The Pashtun in particular have a culture and society that has granted a kind of individual (or at least tribal) freedom for 2,000 years. Let Western powers-that-be provide "literacy" and "education" to the Pashtuns and they too can participate in the "advantages" of Western civilization, including massive militarization and a prison-industrial complex that incarcerates millions.

Western civ surely includes good things like the scientific method and free speech. But as we have seen in the 21st century much of the most impressive elements of Western society were apparently tolerated by elites that needed a positive mythos to counteract the authoritarianism to come. it was a kind of "beard."

Today, those depredations have arrived with a vengeance. A central-banking-based regulatory democracy is simply not sustainable, or at least not as regards prosperity. The ramifications of the Western system include foreclosures, currency debasement, endless elite corruption, growing authoritarianism, etc. Eventually, as in the Depression, it may include sickness, starvation and general uprootedness. One could argue that even the Afghans, in all their supposed cultural debasement, have it better than this.

How many Afghans lost their houses to foreclosure in the past millennia? How many will likely lose them in a "civilized," Western society? The Western banking system that Western powers-that-be implemented in Kabul has just collapsed entirely. The Afghan head of central banking has fled to the West, citing assassination plots. Hundreds of millions or billions are missing.

Literacy no doubt makes such evolutions possible. But can some within the Pashtun community be blamed for asking whether literacy Western-style comes with an extraordinarily high price tag? Is the literacy now being inculcated in Kabul truly a selfless act or are there other motives?

It is said that literacy is important to create a successful Afghan army and civil police force. But in fact, literacy in this case will only provide the building blocks for civil war as recruits are drawn primarily from Northern, non-Pashtun tribes. Those who join are of course encouraged to think of themselves as Afghan rather than Northern. The idea is to pretend that Afghanistan is a nation like European ones.

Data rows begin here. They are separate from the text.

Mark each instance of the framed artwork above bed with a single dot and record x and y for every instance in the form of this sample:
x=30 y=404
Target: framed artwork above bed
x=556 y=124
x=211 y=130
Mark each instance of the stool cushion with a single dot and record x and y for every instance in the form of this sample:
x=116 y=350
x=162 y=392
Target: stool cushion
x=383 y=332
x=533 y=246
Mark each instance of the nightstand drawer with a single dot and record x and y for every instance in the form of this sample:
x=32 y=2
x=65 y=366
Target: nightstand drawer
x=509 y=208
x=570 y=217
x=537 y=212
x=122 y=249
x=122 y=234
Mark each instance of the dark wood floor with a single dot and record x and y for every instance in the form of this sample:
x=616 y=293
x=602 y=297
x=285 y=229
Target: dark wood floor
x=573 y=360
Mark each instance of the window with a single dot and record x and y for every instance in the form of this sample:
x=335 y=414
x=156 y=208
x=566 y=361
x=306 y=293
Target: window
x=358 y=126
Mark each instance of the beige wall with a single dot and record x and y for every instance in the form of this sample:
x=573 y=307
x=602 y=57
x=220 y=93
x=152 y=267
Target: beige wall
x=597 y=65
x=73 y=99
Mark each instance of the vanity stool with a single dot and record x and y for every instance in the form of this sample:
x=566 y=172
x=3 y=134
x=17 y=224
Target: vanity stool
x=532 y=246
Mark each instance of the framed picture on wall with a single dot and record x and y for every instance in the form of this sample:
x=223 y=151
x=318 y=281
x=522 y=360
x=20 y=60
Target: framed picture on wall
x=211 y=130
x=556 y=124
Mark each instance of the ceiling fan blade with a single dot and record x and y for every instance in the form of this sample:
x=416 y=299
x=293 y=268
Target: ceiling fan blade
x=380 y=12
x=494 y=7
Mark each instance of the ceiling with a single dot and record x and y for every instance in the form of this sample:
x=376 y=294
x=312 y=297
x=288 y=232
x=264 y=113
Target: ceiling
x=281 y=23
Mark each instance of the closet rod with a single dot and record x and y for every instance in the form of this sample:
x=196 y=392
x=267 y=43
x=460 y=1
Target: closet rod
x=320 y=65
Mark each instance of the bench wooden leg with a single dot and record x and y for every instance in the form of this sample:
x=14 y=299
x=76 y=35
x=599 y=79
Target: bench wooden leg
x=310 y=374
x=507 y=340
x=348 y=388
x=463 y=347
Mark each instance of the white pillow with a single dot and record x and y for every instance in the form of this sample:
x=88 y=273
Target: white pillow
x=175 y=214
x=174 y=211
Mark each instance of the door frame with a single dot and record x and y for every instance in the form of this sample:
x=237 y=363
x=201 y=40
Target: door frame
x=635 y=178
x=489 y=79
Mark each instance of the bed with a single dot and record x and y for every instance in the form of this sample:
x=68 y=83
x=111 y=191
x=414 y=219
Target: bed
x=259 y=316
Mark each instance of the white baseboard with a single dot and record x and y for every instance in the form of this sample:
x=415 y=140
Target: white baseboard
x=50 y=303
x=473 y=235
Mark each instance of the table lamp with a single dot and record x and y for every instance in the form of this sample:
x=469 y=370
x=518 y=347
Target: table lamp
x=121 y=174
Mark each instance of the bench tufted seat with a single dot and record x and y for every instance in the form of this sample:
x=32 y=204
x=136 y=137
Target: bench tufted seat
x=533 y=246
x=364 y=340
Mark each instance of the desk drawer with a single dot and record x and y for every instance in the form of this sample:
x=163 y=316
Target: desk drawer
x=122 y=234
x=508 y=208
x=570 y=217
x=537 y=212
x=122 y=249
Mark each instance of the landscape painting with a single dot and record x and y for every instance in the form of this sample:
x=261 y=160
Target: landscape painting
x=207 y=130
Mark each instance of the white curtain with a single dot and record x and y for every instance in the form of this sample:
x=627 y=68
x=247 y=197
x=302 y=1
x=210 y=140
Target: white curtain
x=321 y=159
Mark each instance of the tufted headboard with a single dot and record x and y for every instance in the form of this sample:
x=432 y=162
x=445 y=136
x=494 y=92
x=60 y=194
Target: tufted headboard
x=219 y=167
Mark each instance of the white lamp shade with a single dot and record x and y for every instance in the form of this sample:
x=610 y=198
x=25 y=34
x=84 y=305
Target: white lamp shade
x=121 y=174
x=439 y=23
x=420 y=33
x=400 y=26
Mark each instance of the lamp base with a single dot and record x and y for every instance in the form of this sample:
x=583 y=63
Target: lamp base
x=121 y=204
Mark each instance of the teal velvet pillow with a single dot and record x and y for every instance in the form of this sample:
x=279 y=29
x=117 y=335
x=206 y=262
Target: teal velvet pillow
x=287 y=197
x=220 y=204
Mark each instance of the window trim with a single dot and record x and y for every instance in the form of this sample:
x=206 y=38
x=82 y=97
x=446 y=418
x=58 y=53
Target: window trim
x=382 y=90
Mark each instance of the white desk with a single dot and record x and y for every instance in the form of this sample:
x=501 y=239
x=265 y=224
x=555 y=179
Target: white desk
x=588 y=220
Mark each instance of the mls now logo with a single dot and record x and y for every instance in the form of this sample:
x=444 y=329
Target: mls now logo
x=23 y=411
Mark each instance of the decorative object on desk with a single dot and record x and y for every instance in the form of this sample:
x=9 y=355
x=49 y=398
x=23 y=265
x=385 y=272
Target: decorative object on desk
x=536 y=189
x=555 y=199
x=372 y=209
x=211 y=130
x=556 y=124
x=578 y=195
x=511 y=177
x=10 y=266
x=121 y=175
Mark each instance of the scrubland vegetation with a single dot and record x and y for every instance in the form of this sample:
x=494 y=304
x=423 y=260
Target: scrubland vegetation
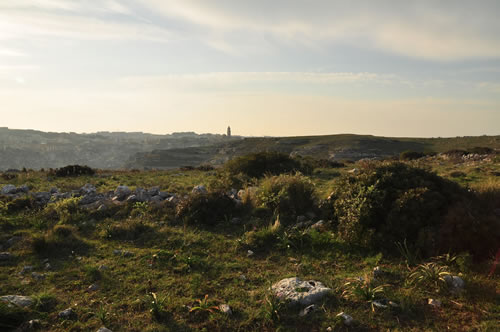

Again, how helpful is literacy in this case?

Of course European nations are tribal too, and in fact elite depredations are regularly being launched on European (and American) culture as well. All cultures surely need a kind of metaphorical tenderizing in order to create a truly globalist one. In Europe and America thus far the weapons are economic and social; immigrants not bullets are the weapons of choice, but the effect is the same.

Finally, there is the issue (in these current wars) of Al Qaeda itself. We continue to have a good deal of difficulty believing there is a formal al Qaeda. Al Qaeda in Arabic means fundament or base and the CIA apparently came up with the name after cataloguing Arab fighters that poured into Afghanistan to fight the Russians long ago. But whether what was a book-keeping exercise morphed into a fighting force divorced of the CIA remains to us an open question, at least.

What if one of the objectives of maintaining and building a myth of a terrorist "al Qaeda" was to generate a justification for the current wave of tribal attacks? Wherever there is a tribe that needs to be confronted in order to ease the way for world governance, NATO can simply discover "al Qaeda." Is it a coincidence that al Qaeda has suddenly been found in places like Yemen and Somalia?

Regardless of the underlying mechanism, the larger question is whether or not this expanding military effort will have the desired effect of consolidating Western control. (If indeed that's what is going on.) We're not sure. Afghanistan hasn't worked out so well. And other wars need to grow in intensity, some of them anyway, to have the appropriate reengineering effect. Such an expansion can be fomented, unfortunately, via a false flag attack in America or Europe.

Edited on date of publication.

After Thoughts

We would tend to believe – if the above speculation is correct – that the ultimate prize is Iran. Engaging with Iran and the former Persian Empire would likely bring a kind of regional World War III to fruition.